Like U.S. Education Secretary Betsy DeVos, Microsoft co-founder Bill Gates and many other deep-pocketed billionaire philanthropists, the Walmart heirs — one of America’s richest families — embrace charter schools and education reform as an avenue to help the neediest. The Walton foundation is in the midst of a $1 billion pledge dedicated largely to expanding charters, which they see as investments to find better ways to educate those who struggle in traditional school systems.
Andre Perry, an education policy expert at the Brookings Institution, said the Walton foundation’s reliance on black faces to makes its case for charters suggests that they’re exploiting black people for a “white agenda.”
“It’s a sad thing that education reform is about how much money you have and not about what connection you have with black communities,” Perry said.
Much of the $9 million granted to the United Negro College Fund has been spent on the scholarship organization’s fellowship program for students interested in education reform. Likewise, the foundation gave $170,000 in recent years to the Congressional Black Caucus Foundation for its events, while the Waltons also sponsor an affiliated education policy advocacy and campaign training workshop.
Walton money totals nearly $2 million to the 100 Black Men of America campaign and $7.3 million to the National Urban League. Both groups have strong ties to charter schools on the ground.
The Waltons have given small amounts to other kinds of black community groups, as well, including the New England Blacks in Philanthropy organization, the Association of Black Foundation Executives and the National Black Child Development Institute.
And this year, the foundation sponsored a luncheon at a Detroit conference for the National Association of Black Journalists, which was advertised as “The Importance of Educating our Black Children” and primarily featured Walton’s pro-charter grantees as panel speakers.
“Of course we’ve seen push back from people in general, but that goes with privatization.
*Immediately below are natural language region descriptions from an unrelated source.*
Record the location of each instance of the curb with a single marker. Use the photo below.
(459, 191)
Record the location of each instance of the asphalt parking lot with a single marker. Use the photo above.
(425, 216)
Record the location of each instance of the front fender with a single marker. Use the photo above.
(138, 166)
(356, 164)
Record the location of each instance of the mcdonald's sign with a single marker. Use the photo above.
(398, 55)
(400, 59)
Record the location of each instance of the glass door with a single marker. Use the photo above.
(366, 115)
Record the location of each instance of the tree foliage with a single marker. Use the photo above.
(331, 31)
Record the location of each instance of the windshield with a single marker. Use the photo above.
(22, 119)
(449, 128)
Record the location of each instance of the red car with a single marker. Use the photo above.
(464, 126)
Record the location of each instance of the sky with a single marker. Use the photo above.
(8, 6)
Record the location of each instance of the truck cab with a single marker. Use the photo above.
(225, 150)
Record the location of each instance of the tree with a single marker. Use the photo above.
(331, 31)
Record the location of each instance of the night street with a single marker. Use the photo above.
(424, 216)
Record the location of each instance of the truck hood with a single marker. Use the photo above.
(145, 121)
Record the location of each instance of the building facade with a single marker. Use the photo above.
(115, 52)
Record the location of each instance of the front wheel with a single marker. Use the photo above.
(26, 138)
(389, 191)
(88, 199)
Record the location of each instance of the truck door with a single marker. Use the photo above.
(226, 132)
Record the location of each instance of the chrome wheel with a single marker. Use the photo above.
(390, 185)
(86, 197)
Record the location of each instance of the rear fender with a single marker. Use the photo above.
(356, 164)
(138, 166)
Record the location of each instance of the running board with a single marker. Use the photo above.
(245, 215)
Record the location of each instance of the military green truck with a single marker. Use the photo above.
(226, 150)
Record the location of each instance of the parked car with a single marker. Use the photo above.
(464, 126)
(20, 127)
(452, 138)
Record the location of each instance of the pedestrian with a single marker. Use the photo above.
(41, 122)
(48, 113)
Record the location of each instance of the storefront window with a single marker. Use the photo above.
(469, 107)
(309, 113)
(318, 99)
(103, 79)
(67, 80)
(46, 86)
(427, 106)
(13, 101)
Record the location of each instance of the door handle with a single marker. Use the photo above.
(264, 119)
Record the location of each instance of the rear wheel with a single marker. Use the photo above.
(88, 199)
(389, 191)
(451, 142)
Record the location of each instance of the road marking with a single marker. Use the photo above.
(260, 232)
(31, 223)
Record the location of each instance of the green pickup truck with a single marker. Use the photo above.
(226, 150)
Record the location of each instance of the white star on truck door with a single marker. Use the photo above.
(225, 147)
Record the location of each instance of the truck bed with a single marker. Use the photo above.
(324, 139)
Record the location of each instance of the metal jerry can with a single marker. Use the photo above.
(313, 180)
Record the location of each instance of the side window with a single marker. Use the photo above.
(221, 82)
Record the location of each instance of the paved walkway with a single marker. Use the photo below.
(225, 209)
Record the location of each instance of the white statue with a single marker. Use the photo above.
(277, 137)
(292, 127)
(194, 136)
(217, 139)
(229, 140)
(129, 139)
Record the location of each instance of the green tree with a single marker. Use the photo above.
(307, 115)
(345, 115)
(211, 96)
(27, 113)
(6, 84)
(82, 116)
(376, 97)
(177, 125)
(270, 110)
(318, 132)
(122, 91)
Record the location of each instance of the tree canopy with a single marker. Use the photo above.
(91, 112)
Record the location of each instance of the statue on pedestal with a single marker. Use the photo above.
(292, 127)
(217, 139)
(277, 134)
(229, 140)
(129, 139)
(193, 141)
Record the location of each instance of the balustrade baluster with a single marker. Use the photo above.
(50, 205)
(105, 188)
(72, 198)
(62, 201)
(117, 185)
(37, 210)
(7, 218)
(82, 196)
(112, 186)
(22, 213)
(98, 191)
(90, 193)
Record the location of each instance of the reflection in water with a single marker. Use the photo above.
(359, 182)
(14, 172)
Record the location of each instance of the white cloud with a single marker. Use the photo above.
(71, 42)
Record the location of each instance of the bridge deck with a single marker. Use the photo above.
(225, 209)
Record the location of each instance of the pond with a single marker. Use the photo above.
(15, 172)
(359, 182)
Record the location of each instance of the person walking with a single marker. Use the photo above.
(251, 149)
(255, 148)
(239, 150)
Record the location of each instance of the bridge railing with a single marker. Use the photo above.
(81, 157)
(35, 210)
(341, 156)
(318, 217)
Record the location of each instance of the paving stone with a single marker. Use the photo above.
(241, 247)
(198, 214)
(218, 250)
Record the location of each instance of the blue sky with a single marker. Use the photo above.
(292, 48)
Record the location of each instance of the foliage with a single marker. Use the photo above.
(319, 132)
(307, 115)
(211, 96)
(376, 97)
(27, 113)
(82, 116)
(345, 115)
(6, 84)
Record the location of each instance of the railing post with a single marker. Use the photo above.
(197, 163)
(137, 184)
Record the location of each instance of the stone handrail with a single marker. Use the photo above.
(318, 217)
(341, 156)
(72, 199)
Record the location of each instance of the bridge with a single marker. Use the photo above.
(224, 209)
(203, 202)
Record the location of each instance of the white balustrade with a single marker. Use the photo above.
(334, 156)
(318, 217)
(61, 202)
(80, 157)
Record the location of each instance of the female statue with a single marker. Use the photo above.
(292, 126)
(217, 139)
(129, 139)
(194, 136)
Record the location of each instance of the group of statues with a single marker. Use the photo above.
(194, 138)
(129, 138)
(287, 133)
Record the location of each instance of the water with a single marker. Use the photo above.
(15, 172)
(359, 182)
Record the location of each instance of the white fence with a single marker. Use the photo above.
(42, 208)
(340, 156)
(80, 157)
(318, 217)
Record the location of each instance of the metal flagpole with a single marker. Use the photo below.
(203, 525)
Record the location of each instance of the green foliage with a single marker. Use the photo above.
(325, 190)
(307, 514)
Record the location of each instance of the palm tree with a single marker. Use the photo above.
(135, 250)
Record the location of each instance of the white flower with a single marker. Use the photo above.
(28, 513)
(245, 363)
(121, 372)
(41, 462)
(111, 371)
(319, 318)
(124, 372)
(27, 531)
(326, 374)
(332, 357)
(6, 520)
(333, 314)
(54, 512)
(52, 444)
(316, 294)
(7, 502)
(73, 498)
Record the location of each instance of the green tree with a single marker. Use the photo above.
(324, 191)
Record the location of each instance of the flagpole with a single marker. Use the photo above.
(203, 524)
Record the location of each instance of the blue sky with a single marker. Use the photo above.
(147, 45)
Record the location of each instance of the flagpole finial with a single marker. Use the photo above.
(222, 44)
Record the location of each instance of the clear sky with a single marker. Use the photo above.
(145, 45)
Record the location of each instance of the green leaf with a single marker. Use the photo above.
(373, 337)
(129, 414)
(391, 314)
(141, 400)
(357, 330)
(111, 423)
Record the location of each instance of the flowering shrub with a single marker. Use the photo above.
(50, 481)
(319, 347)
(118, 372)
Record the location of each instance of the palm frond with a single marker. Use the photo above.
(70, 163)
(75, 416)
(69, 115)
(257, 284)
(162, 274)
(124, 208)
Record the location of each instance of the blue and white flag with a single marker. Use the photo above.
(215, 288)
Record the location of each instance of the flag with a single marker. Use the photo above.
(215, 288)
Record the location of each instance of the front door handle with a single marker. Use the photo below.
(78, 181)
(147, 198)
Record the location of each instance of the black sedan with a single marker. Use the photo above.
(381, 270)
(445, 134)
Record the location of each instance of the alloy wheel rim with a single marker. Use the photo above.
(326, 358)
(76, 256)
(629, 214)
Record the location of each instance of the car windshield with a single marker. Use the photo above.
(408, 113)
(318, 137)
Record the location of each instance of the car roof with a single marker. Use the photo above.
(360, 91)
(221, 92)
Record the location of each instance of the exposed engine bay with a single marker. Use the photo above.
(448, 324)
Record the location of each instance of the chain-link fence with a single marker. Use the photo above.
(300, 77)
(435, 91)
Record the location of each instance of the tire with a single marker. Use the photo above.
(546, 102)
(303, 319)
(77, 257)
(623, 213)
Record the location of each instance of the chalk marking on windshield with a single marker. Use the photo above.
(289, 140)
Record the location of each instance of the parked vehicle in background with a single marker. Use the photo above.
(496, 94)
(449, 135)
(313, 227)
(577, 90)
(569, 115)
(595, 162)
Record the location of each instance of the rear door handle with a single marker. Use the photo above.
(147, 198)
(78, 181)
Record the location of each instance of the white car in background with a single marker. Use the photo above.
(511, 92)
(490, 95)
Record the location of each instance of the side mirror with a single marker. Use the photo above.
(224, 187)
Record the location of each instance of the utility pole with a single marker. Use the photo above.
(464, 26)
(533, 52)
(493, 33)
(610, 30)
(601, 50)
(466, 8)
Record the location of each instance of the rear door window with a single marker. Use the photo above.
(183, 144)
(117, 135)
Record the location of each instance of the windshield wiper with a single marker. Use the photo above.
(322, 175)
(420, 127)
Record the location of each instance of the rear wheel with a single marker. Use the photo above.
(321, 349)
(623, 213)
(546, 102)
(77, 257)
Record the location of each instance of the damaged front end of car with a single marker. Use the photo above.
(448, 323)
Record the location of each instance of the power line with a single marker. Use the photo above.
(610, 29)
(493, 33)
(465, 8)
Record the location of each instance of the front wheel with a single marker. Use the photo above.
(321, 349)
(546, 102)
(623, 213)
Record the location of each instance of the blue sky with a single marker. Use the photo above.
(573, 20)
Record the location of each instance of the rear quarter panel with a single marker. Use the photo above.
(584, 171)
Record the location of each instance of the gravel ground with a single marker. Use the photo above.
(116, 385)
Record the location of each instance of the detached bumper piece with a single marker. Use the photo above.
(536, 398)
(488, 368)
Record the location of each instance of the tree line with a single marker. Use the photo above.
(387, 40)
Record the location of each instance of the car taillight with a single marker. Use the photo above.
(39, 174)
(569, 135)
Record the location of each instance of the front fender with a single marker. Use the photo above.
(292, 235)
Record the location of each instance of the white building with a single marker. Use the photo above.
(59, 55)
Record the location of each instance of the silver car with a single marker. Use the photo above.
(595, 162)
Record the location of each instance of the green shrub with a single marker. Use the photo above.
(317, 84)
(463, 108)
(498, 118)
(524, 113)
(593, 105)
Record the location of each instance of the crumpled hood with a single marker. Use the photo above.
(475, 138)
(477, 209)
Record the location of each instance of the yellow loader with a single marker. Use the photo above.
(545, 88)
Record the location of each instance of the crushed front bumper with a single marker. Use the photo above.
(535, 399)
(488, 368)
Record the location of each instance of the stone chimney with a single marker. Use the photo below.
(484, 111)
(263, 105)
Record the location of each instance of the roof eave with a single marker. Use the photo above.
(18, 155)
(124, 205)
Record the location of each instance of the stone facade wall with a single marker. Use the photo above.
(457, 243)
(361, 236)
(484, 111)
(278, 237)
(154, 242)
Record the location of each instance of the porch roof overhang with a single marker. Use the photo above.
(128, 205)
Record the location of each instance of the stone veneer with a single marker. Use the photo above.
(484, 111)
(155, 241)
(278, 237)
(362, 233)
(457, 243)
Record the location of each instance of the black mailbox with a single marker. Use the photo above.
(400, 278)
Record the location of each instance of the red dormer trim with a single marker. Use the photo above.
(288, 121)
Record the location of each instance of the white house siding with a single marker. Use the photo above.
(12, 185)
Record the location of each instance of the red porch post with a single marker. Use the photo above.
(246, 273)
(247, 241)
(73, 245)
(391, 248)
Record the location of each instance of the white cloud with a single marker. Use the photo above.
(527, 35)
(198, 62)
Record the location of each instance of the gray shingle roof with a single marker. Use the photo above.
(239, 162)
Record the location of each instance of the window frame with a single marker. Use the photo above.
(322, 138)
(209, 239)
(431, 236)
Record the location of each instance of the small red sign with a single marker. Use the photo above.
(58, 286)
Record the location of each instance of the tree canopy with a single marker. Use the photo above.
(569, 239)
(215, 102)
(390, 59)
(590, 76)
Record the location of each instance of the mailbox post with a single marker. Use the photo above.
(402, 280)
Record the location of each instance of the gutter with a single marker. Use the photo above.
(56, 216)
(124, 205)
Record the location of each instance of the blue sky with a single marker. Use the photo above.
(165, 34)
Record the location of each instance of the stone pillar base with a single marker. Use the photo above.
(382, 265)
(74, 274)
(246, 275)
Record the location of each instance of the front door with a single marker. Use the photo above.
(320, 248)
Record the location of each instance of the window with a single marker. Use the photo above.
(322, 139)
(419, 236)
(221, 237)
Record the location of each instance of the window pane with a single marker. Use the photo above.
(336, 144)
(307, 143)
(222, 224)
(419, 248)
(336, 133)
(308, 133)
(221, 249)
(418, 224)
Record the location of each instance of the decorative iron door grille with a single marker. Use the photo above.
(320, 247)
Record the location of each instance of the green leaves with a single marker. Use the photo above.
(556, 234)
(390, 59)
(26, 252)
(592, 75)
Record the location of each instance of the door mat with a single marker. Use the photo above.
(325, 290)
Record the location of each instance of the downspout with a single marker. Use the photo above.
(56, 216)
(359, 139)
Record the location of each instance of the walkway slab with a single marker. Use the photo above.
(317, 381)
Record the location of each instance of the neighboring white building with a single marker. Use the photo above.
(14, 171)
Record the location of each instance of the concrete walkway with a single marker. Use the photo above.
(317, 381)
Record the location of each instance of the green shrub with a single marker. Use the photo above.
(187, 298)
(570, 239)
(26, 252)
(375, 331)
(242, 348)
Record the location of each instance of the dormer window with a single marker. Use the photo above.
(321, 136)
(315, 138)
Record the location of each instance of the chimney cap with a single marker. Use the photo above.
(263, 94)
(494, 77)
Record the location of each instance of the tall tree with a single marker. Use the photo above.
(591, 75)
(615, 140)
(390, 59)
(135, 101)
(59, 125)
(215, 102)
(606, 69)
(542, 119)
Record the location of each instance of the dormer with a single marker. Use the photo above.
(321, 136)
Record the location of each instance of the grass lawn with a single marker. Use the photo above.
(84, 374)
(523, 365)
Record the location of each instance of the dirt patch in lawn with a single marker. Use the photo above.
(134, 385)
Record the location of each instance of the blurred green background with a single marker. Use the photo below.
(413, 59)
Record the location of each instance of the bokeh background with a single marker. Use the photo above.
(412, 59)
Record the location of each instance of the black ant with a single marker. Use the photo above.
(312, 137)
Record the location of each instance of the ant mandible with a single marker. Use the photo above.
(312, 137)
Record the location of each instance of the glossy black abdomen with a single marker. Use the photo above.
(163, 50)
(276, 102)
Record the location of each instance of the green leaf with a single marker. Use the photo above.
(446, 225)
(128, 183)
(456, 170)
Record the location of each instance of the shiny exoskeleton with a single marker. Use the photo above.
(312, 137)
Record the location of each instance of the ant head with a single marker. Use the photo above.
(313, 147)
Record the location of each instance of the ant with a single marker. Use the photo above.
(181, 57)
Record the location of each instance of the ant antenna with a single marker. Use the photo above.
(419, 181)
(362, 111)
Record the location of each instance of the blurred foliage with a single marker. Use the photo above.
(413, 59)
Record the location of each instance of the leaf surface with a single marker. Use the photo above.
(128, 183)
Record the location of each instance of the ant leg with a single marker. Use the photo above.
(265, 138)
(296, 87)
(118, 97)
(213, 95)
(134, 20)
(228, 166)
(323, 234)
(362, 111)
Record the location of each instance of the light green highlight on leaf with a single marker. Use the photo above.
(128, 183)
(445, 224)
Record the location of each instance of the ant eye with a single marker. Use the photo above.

The forces of privatization are powerful and have friends in all sorts of places,” said Victor Goode, the NAACP’s education director.
After the NAACP proposed the moratorium, Walton money had a hand in the highly publicized debate that followed. The National Alliance for Public Charter Schools, an advocacy group that has received more than $16 million from Walton, organized a campaign that urged the NACCP to reconsider, including a letter signed by more than 160 black education leaders.
Among them was prominent charter advocate Howard Fuller, a former Milwaukee schools superintendent. The Waltons gave $17 million to his now-defunct advocacy group, the Black Alliance for Educational Options.
Another outspoken critic of the moratorium idea, Chris Stewart, leads the Wayfinder Foundation, an advocacy group that has received nearly $2 million from Walton. He’s suggested that the country’s oldest civil rights group was in the pocket of teacher union interests, an issue he pushed using the #FreeTheNAACP hashtag online.
“In any city, if you’re advocating for charters, you are out of your depth. There’s no way you are going to match the number of foot soldiers who are going to support an anti-charter narrative,” Stewart said of the public teacher unions who stand to lose with non-unionized schools.
Sternberg of the Walton foundation said any aggressive acts of advocacy its grantees take in the debate are rooted in the impatience over a century of educational inequity for blacks. The foundation also points to $120,000 in grants it has given to the NAACP in the past two years for event sponsorship, and its support of other black civil rights groups over the past 25 years.
“This is not our agenda,” Sternberg said. “This is way bigger than us.”